Erna Raid - Recent Official Russian Accusations of Glorifying Nazism

Recent Official Russian Accusations of Glorifying Nazism

See also: Erna long-range recce group#Soviet historiography

Since the competition's initiation, sectors of the Russian media claimed the competition's namesake was an attempt to glorify collaboration with the Nazi Germany. In 2007, high-ranking government officials sharply criticized the competition, generally calling it "glamorization of Nazism" and expressing outrage over NATO members participating in the competition.

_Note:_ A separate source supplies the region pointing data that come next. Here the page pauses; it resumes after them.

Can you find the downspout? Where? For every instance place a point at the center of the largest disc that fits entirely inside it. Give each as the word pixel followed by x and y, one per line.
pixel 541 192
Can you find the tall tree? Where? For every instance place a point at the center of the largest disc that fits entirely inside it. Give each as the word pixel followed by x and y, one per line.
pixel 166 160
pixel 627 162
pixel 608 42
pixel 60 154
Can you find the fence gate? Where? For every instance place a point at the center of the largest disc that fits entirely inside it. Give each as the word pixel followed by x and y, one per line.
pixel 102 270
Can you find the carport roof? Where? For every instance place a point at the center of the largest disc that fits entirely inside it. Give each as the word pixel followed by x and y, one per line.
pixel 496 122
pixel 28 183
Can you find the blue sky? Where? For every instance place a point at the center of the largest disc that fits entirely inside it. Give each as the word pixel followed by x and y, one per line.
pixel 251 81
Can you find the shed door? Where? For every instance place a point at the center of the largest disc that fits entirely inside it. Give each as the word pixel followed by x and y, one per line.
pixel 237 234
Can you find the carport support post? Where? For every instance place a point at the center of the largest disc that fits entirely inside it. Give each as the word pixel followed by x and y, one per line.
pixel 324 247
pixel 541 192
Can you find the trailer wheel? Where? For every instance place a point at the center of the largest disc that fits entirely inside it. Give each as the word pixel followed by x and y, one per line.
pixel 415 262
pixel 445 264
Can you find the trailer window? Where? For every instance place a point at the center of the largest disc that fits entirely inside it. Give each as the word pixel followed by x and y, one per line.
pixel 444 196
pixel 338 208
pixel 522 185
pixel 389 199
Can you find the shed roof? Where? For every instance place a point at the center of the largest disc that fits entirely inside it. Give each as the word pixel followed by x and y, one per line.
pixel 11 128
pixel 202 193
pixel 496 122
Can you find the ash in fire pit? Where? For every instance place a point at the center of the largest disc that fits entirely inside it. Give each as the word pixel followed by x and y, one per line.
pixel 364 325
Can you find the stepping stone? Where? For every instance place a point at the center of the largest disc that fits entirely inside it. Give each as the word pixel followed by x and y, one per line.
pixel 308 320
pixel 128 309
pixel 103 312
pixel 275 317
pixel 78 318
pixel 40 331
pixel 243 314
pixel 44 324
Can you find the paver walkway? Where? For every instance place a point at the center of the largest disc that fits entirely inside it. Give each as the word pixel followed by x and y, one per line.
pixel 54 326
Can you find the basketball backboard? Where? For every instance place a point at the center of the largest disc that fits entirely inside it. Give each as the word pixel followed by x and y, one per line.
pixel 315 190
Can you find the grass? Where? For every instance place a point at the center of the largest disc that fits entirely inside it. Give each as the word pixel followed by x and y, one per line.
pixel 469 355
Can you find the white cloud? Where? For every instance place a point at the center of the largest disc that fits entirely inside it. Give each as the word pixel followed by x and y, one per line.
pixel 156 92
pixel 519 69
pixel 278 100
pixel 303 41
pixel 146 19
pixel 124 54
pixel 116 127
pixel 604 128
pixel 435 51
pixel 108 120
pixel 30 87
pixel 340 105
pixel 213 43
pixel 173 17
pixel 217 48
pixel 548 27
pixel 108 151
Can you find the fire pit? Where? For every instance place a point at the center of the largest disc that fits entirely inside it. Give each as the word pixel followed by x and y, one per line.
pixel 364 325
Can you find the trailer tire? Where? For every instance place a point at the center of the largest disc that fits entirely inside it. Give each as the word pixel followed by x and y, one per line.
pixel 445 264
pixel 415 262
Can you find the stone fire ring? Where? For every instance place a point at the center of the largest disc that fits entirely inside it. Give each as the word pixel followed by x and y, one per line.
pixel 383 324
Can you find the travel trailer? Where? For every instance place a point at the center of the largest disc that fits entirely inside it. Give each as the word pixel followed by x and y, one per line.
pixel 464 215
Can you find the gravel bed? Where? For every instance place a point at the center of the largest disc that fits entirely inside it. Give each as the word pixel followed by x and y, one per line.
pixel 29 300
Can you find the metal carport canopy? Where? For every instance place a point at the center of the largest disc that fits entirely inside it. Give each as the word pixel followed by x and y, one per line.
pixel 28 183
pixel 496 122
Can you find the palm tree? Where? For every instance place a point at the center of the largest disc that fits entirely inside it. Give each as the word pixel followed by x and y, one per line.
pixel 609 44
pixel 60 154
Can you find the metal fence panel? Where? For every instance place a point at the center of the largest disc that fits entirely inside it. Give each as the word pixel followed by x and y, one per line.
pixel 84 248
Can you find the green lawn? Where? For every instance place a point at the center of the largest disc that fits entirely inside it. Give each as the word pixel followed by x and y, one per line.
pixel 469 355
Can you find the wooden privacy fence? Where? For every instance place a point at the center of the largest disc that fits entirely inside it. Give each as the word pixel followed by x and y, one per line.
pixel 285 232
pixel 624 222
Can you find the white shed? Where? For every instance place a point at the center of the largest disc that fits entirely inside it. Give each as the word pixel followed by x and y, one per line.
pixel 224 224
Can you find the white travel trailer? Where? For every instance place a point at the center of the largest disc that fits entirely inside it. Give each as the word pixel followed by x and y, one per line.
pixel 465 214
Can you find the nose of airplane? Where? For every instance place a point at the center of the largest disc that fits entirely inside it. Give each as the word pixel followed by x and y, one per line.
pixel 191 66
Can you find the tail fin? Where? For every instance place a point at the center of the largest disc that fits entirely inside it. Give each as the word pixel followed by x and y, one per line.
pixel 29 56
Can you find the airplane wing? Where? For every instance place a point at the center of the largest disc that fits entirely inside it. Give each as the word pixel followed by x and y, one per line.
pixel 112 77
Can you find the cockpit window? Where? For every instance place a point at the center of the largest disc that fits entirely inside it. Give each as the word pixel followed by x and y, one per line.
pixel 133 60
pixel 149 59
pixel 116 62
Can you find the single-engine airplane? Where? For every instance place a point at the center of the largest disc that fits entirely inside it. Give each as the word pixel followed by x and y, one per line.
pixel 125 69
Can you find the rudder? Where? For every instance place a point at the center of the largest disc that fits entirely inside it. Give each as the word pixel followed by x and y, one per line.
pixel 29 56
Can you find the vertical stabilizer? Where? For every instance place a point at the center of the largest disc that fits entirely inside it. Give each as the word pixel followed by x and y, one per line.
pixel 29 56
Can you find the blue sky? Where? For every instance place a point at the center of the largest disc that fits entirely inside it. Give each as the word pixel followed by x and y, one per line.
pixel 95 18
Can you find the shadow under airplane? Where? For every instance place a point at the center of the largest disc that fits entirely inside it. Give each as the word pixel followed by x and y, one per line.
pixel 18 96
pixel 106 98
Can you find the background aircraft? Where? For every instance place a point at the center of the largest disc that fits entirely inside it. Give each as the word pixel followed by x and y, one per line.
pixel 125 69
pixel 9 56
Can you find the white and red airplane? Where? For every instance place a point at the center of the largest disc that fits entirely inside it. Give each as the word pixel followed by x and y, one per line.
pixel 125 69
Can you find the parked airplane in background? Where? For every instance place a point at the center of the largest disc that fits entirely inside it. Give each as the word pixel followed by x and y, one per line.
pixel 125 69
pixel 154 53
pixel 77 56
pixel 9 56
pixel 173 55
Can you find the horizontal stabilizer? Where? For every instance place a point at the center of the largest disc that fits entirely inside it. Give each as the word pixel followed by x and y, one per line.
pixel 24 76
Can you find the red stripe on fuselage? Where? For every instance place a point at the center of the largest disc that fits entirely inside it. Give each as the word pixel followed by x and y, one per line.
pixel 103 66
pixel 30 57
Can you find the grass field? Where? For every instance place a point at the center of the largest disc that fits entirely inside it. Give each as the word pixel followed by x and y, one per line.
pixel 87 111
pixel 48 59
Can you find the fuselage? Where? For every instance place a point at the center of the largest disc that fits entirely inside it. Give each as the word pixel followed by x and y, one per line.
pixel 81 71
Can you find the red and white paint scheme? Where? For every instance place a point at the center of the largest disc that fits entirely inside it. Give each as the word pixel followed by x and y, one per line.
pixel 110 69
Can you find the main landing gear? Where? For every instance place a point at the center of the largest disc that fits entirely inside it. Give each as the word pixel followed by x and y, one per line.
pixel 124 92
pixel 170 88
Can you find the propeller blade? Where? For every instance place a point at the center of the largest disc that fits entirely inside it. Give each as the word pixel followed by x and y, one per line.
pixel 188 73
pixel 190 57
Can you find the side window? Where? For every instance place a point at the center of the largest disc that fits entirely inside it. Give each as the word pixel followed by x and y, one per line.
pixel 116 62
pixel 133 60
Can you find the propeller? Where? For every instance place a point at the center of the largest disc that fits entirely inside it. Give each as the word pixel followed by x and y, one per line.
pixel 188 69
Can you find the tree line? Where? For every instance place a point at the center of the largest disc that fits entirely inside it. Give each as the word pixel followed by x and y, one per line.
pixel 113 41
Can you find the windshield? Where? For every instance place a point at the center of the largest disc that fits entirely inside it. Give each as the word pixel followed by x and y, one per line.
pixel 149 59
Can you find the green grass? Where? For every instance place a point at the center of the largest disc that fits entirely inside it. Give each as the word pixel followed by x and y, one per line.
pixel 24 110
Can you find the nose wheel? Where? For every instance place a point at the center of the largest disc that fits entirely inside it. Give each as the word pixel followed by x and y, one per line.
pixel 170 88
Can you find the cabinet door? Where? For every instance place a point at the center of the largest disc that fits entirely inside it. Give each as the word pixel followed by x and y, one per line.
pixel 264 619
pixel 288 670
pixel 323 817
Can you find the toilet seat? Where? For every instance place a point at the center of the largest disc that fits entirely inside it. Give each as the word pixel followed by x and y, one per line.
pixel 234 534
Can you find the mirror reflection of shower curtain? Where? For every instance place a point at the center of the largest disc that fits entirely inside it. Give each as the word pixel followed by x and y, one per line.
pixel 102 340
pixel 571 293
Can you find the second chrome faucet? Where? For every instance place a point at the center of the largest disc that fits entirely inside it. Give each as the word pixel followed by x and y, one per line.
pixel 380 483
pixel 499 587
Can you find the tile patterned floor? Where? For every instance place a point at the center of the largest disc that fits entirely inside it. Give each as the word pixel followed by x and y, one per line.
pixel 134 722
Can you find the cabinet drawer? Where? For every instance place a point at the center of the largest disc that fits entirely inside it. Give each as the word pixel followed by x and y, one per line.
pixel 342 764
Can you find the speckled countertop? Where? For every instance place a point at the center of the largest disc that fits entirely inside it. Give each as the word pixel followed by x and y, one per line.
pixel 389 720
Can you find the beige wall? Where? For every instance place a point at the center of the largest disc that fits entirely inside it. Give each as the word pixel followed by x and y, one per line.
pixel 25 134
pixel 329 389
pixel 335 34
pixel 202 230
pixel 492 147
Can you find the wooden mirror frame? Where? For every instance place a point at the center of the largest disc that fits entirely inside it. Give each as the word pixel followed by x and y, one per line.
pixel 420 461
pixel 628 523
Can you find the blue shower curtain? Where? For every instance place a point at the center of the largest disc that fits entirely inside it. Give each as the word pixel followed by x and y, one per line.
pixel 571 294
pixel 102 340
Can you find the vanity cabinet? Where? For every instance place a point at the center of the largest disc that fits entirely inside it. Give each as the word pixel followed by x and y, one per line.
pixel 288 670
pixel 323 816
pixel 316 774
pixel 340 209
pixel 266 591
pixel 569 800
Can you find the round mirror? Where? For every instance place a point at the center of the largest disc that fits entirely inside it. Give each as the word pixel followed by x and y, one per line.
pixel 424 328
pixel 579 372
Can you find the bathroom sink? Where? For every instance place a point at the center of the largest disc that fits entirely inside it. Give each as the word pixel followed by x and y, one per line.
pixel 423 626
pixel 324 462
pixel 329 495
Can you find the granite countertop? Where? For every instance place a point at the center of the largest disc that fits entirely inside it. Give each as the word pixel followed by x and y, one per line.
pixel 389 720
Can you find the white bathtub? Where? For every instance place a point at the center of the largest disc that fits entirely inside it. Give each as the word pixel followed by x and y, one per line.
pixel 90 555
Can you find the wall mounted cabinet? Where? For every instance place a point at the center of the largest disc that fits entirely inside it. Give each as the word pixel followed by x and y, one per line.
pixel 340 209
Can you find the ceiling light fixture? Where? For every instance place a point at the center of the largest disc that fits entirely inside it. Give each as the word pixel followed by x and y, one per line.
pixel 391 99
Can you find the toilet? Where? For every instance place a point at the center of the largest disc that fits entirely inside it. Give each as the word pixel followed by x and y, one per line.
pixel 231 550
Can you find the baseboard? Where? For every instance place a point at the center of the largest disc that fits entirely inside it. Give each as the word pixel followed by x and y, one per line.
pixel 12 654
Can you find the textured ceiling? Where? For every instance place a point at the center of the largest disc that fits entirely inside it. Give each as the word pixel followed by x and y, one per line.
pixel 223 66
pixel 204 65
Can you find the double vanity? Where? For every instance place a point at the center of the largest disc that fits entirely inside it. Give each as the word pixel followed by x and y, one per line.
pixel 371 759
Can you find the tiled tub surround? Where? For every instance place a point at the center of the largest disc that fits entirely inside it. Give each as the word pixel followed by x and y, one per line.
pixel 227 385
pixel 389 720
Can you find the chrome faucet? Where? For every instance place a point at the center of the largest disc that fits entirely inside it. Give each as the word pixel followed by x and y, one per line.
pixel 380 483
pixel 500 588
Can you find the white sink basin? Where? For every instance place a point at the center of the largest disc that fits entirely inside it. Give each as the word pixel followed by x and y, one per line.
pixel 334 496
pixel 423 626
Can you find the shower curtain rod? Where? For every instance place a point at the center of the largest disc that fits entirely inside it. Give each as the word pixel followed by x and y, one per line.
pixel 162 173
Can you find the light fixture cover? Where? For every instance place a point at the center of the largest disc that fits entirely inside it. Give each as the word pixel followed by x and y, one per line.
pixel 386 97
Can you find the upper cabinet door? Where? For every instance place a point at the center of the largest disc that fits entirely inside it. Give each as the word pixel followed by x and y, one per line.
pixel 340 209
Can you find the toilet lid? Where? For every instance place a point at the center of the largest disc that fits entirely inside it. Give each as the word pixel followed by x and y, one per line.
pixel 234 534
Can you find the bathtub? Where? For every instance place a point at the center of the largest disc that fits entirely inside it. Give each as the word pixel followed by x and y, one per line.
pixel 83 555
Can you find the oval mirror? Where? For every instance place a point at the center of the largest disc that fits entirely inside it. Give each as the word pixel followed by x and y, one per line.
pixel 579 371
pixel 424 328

Estonian officials attribute this recent development to the ongoing campaign for Russian presidential election, 2008. Russian officials claim that commemoration of the Erna group today is part of alleged efforts by the Estonian authorities to glorify Nazi past (other parts of it being relocation of a memorial to Red Army invaders and an official greeting from the Minister of Defence to veterans of a unit of Estonians conscripted to a division organized within the Waffen SS to defend Estonia).

Analyst of the US based think tank Jamestown Foundation believes this view follows Soviet and post-Soviet Russia's official logic on two counts: first, that resistance to the Red Army was inherently illegitimate and conflatable with "fascism" in an occupied country or one targeted for occupation; second, that Estonia should be criticized for remembering an act of national resistance and its casualties.

Estonia's Minister of Defence, Jaak Aaviksoo called the accusations "regrettable" and recalled that the Erna group saved the lives of many civilians from the vengeful Soviet paramilitary units, and specifically pointed out cases of burning farmers alive along with their farms in Kautla.